2. Click Choose Files
and select the file SAFI_messy_openrefine.csv
. Click Open
or double-click on the filename.
3. Click Next>>
under the browse button to upload the data into OpenRefine.
4. OpenRefine gives you a preview - a chance to show you it understood the file. If, for example, your file was really tab-delimited, the preview might look strange, you would choose the correct separator in the box shown and click Update Preview
(bottom left). If this is the wrong file, click <<Start Over
(upper left). There are also options to indicate whether the dataset has column headers included and whether OpenRefine should skip a number of rows before reading the data.
5. If all looks well, delete csv from the end of the name of your project and click Create Project>>
(upper right). Files we export from the OpenRefine project will be given the name of the project, so if you end up creating multiple versions you will want to be sure and rename the file once you have exported it.
Note that at step 1, you could upload data in a standard form from a web address by selecting Get data from
Web Addresses (URLs)
. However, this won’t work for all URLs.
The OpenRefine layout
Your project in OpenRefine will look like most other software that presents your data in a table. Here are some of the features:
- The number of rows is at the top left of the table window. This will change as you facet your data.
- You can look at rows or records. Records are created when there are rows that represent data for the same observation.
- You can choose how many rows you want to see at a time. The default is 10. There is no best choice, choose what you like.
- Because you can only see up to 50 rows at a time, if you have more data than that it will be on different pages. You navigate these with the buttons at the top right. (If these are obscured you might have to make your window bigger.)
- There are buttons in the left side of each column header that have a downward-pointing arrow. These open the menus with all of the functions to work with your data.
- The “All” column at the far left of the table window has three things - a star, a flag, and a number.
- The star and the flag can be selected by the row or all at once and can be used to choose rows manually.
- You can use the column menu button to facet by star or flag.
- The numbers are unique identifiers assigned by OpenRefine.
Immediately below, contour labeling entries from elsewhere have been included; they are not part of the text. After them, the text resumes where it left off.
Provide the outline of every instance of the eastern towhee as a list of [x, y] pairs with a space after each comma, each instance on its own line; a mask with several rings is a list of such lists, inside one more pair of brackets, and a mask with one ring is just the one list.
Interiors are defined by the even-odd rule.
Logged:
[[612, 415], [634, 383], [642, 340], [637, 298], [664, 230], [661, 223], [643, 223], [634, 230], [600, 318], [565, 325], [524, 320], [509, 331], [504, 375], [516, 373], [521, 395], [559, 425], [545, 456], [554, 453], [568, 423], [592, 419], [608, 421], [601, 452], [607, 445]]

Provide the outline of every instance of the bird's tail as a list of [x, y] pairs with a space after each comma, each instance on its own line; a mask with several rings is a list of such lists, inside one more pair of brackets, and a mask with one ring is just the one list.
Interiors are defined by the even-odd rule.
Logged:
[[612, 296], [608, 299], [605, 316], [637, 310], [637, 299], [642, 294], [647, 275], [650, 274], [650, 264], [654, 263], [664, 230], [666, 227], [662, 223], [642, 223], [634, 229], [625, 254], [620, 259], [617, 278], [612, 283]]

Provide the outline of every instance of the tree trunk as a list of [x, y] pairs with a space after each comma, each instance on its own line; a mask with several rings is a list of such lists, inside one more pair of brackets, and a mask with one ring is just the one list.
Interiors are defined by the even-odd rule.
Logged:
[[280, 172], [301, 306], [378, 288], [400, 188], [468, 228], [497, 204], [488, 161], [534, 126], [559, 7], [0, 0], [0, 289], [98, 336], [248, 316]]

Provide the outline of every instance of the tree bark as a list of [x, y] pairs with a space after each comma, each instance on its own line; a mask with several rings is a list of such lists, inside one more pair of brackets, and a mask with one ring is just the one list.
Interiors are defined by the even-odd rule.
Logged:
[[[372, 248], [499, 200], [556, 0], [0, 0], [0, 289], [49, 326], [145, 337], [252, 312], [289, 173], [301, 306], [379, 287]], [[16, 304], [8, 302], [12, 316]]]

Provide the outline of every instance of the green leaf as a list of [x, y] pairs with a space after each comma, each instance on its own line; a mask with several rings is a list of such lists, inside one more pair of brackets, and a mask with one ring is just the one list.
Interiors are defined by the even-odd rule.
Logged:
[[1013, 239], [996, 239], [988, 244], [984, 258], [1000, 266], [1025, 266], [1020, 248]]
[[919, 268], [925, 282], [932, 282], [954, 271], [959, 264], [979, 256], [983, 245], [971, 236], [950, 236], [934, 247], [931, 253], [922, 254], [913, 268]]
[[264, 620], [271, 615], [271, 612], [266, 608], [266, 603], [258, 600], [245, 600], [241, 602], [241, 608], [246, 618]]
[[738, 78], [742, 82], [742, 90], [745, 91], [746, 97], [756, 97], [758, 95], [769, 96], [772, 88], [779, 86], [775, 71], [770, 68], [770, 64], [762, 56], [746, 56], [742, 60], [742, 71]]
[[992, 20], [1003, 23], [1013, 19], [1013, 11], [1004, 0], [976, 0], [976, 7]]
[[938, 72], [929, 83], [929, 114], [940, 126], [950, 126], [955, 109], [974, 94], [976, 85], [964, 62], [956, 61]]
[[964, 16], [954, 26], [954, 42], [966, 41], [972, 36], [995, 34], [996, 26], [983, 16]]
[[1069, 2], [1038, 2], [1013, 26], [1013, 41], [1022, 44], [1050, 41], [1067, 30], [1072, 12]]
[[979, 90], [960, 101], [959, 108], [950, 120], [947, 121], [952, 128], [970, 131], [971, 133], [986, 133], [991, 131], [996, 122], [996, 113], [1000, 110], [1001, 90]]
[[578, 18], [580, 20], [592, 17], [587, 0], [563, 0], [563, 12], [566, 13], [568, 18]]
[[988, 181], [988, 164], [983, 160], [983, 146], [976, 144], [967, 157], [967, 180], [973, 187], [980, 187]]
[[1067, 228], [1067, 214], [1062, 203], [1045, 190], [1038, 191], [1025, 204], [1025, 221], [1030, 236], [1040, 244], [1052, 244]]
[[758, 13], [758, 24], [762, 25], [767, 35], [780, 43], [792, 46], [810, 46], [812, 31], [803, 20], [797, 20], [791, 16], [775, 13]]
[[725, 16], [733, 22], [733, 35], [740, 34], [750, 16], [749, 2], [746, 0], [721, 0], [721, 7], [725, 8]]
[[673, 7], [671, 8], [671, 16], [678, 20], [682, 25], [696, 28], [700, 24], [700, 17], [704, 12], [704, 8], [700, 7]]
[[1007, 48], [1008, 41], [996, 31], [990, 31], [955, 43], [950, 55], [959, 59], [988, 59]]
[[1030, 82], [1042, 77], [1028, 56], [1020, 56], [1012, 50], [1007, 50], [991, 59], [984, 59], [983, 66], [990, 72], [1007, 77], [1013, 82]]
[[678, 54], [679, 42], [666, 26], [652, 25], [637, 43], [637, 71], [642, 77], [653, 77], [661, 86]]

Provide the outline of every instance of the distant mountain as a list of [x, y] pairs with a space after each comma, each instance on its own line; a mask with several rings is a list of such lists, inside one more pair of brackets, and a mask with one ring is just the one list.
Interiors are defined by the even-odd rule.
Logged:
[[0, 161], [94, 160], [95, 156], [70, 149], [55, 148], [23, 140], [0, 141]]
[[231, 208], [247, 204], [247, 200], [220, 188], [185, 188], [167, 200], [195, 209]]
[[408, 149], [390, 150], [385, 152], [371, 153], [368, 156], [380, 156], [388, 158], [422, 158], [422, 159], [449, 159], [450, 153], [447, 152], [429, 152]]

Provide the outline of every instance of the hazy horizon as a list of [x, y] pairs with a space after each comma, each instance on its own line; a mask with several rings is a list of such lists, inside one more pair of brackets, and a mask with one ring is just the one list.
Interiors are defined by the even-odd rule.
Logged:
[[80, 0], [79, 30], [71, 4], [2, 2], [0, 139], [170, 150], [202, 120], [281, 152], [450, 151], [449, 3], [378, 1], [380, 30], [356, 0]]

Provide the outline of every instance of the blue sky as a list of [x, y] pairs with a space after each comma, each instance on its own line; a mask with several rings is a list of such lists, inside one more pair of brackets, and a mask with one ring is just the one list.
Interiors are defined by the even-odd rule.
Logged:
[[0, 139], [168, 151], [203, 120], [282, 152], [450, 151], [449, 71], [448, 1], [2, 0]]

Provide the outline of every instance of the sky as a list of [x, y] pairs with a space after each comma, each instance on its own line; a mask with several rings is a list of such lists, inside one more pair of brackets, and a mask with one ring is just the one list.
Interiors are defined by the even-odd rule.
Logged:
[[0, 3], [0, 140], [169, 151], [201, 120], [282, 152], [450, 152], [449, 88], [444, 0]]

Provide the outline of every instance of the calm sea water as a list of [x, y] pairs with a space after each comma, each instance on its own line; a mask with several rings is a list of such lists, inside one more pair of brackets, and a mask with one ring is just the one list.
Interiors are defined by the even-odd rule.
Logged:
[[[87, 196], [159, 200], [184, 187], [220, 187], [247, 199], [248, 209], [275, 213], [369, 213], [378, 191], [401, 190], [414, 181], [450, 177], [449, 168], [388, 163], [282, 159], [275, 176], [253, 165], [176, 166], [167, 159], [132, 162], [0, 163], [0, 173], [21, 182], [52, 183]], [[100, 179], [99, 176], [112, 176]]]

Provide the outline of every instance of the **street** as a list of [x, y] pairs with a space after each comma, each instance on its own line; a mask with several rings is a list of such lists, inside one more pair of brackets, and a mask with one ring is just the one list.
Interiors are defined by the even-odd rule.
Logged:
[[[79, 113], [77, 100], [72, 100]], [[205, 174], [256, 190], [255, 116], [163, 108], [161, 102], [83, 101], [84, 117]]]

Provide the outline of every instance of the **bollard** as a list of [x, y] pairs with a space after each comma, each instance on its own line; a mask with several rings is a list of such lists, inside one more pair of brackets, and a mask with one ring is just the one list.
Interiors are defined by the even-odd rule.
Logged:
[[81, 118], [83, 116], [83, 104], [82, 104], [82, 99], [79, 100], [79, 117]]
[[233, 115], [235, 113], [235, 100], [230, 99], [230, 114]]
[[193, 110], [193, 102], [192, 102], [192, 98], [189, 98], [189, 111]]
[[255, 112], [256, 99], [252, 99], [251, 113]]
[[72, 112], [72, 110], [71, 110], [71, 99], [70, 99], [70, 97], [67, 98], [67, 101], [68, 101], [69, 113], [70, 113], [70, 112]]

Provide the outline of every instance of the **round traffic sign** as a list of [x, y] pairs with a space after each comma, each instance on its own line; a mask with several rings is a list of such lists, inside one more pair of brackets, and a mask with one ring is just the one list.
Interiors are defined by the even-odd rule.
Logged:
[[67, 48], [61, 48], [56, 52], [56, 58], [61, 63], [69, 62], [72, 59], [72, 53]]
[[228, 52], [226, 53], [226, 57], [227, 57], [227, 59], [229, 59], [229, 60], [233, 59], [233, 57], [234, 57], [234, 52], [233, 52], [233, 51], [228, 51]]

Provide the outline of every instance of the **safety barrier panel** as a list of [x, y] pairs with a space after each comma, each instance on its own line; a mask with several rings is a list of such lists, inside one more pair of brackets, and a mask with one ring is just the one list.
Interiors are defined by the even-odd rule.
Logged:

- You can use the column menu in the “All” column to transform multiple columns at once (this is a new feature, use carefully!).
- There are two tabs in the window on the far-left - Facet/Filter and Undo/Redo
- Facet/Filter will let you work with your facets to filter data. If your data doesn’t look right, check your facets and filters.
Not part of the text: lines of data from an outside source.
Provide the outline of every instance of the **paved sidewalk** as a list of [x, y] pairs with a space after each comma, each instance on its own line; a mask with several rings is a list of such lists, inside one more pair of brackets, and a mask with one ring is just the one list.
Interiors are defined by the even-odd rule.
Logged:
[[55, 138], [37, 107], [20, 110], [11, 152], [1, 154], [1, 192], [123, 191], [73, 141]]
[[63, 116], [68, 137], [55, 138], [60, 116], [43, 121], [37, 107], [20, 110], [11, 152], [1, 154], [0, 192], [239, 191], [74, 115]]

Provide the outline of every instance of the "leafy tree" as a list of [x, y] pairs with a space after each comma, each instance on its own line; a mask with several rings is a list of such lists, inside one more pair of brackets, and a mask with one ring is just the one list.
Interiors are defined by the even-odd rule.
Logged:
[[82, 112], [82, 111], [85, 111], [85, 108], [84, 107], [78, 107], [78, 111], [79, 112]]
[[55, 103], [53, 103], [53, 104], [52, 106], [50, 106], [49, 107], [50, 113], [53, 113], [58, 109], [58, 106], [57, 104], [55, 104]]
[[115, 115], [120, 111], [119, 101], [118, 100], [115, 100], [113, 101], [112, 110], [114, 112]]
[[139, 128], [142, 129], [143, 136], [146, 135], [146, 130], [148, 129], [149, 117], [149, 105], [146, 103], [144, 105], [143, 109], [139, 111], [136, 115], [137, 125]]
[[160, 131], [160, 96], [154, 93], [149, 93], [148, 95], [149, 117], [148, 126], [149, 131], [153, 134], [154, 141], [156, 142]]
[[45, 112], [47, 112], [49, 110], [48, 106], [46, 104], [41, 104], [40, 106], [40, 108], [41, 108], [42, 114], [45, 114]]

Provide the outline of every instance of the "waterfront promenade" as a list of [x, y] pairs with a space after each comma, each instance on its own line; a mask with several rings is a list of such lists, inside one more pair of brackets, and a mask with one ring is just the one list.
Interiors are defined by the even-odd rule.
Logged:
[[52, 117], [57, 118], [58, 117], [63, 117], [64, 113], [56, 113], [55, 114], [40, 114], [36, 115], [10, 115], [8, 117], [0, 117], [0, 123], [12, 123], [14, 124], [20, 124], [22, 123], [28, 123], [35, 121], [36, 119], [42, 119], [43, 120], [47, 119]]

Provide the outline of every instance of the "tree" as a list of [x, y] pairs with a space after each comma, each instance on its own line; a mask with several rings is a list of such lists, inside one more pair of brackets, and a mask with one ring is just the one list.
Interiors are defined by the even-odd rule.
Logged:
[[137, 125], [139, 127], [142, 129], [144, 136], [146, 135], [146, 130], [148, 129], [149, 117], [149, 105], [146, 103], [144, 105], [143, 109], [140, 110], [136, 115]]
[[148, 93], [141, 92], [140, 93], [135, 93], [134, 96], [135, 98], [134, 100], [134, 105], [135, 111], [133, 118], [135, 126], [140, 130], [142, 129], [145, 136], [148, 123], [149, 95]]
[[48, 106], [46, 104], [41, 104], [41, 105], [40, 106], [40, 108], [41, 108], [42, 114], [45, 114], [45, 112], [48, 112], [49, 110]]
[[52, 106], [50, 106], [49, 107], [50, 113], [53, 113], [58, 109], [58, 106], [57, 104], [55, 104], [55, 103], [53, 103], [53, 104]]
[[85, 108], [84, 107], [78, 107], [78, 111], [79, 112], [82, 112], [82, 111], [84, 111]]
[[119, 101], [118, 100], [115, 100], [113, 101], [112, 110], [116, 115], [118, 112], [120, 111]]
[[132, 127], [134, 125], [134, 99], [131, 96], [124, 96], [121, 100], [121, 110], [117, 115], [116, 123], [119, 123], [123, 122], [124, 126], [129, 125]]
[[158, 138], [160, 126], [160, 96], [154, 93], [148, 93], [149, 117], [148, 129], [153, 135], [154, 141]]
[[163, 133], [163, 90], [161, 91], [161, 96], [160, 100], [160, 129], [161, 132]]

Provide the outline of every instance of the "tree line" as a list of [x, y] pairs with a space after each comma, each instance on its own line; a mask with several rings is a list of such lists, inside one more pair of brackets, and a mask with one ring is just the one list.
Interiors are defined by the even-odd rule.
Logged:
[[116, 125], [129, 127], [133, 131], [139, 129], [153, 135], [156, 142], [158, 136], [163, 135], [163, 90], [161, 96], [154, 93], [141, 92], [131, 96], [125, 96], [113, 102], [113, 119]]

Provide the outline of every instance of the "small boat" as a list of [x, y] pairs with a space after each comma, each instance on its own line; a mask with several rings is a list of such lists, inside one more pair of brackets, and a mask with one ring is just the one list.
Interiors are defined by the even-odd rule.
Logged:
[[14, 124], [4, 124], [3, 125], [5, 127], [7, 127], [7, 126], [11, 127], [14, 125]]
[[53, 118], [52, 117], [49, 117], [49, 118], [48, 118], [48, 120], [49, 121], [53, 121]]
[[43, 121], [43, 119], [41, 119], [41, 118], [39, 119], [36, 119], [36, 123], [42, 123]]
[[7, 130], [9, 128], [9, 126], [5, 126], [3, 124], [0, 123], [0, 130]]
- Undo/Redo will allow you to step back or copy out the steps you have performed on your data.
We will go through the details of these different functions through the rest of the lesson.
Data Types in OpenRefine
Text
Any data can be classified as text. Like in a spreadsheet, text will be stored exactly as it was it was entered. Text facets will look for exact matches, taking extra spaces and case into account, and give you a list with a count of each value.
Text appears in the table in black and is left-justified.
Number
Numbers can be any numeric value and can include decimal places. If you try and classify a value that is not a number as a number you will get an error. You can perform mathematical calculations on numbers. They can be turned into text in a script by using toString().
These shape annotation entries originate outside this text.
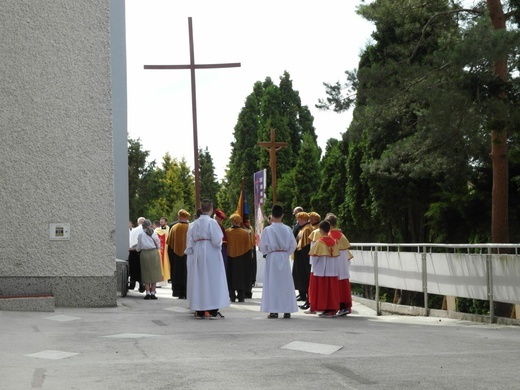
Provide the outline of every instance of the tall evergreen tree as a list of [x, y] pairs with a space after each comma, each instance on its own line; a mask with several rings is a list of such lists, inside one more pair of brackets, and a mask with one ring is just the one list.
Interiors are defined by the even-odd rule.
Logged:
[[199, 149], [199, 169], [200, 200], [211, 199], [215, 203], [216, 208], [218, 207], [217, 194], [220, 186], [217, 181], [217, 175], [215, 175], [213, 158], [211, 157], [208, 148], [205, 150]]
[[[381, 222], [380, 234], [386, 229], [389, 240], [450, 241], [455, 236], [441, 231], [441, 221], [458, 215], [459, 224], [469, 224], [468, 210], [481, 199], [475, 189], [486, 191], [489, 129], [518, 128], [518, 87], [490, 72], [504, 53], [517, 67], [518, 31], [493, 31], [484, 2], [463, 9], [448, 1], [377, 0], [360, 13], [376, 24], [374, 44], [364, 51], [357, 74], [347, 74], [348, 95], [339, 84], [327, 85], [327, 101], [320, 102], [338, 111], [356, 103], [345, 137], [356, 151], [347, 162], [347, 209], [360, 221], [368, 211], [360, 200], [368, 200], [370, 217]], [[493, 139], [507, 160], [507, 142]], [[355, 218], [359, 213], [365, 215]], [[480, 235], [480, 224], [466, 231], [471, 240]]]
[[150, 152], [141, 140], [128, 139], [128, 197], [130, 220], [146, 216], [148, 205], [157, 194], [155, 160], [147, 163]]
[[[225, 201], [229, 210], [236, 208], [240, 186], [244, 179], [246, 193], [253, 194], [253, 173], [269, 168], [269, 153], [260, 148], [258, 142], [269, 141], [271, 129], [276, 132], [277, 142], [287, 142], [288, 147], [277, 151], [277, 198], [283, 200], [287, 209], [294, 207], [294, 167], [302, 147], [305, 134], [316, 141], [314, 118], [307, 106], [302, 106], [299, 93], [293, 89], [288, 72], [280, 77], [279, 86], [268, 77], [264, 82], [256, 82], [253, 92], [246, 98], [235, 126], [234, 141], [231, 144], [231, 158], [225, 191], [219, 199]], [[319, 160], [319, 156], [318, 156]], [[271, 170], [267, 169], [267, 207], [272, 201]], [[310, 198], [308, 203], [310, 203]]]

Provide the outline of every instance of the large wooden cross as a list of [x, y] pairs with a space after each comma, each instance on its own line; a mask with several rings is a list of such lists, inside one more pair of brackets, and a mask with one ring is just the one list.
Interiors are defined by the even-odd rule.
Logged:
[[[188, 18], [188, 30], [190, 36], [190, 63], [188, 65], [145, 65], [145, 69], [190, 69], [191, 70], [191, 108], [193, 116], [193, 154], [195, 159], [195, 208], [200, 207], [200, 183], [199, 183], [199, 145], [197, 137], [197, 93], [195, 89], [195, 69], [209, 68], [236, 68], [240, 62], [227, 64], [195, 64], [195, 51], [193, 49], [193, 28], [191, 17]], [[215, 199], [214, 199], [215, 200]]]
[[271, 186], [273, 187], [273, 204], [276, 204], [276, 152], [288, 145], [287, 142], [276, 142], [275, 131], [271, 129], [271, 141], [259, 142], [262, 148], [269, 151], [269, 166], [271, 167]]

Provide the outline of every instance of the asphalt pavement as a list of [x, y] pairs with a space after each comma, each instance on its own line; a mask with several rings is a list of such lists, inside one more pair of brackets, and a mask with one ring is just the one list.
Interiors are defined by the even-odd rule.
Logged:
[[430, 317], [261, 313], [197, 320], [186, 300], [0, 311], [0, 389], [520, 389], [520, 327]]

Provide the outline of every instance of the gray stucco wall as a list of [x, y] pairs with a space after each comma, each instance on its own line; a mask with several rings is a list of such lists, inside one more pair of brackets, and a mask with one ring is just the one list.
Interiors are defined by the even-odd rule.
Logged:
[[113, 306], [109, 1], [2, 0], [0, 56], [0, 296]]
Numbers appear in green and are right-justified.
Date
Dates are formatted in yyyy-mm-ddThh:mm:ss format. If no time was given it will default to midnight.
Dates are in green and are right-justified.
Boolean
Boolean values are either true or false. You will often see these if you have created a facet that separates values on whether or not they have a particular characteristic or if you perform a transform that is expressed as true or false.
Key Points
OpenRefine can import a variety of file types.
OpenRefine can be used to explore data using filters.
Clustering in OpenRefine can help to identify different values that might mean the same thing.
OpenRefine can transform the values of a column.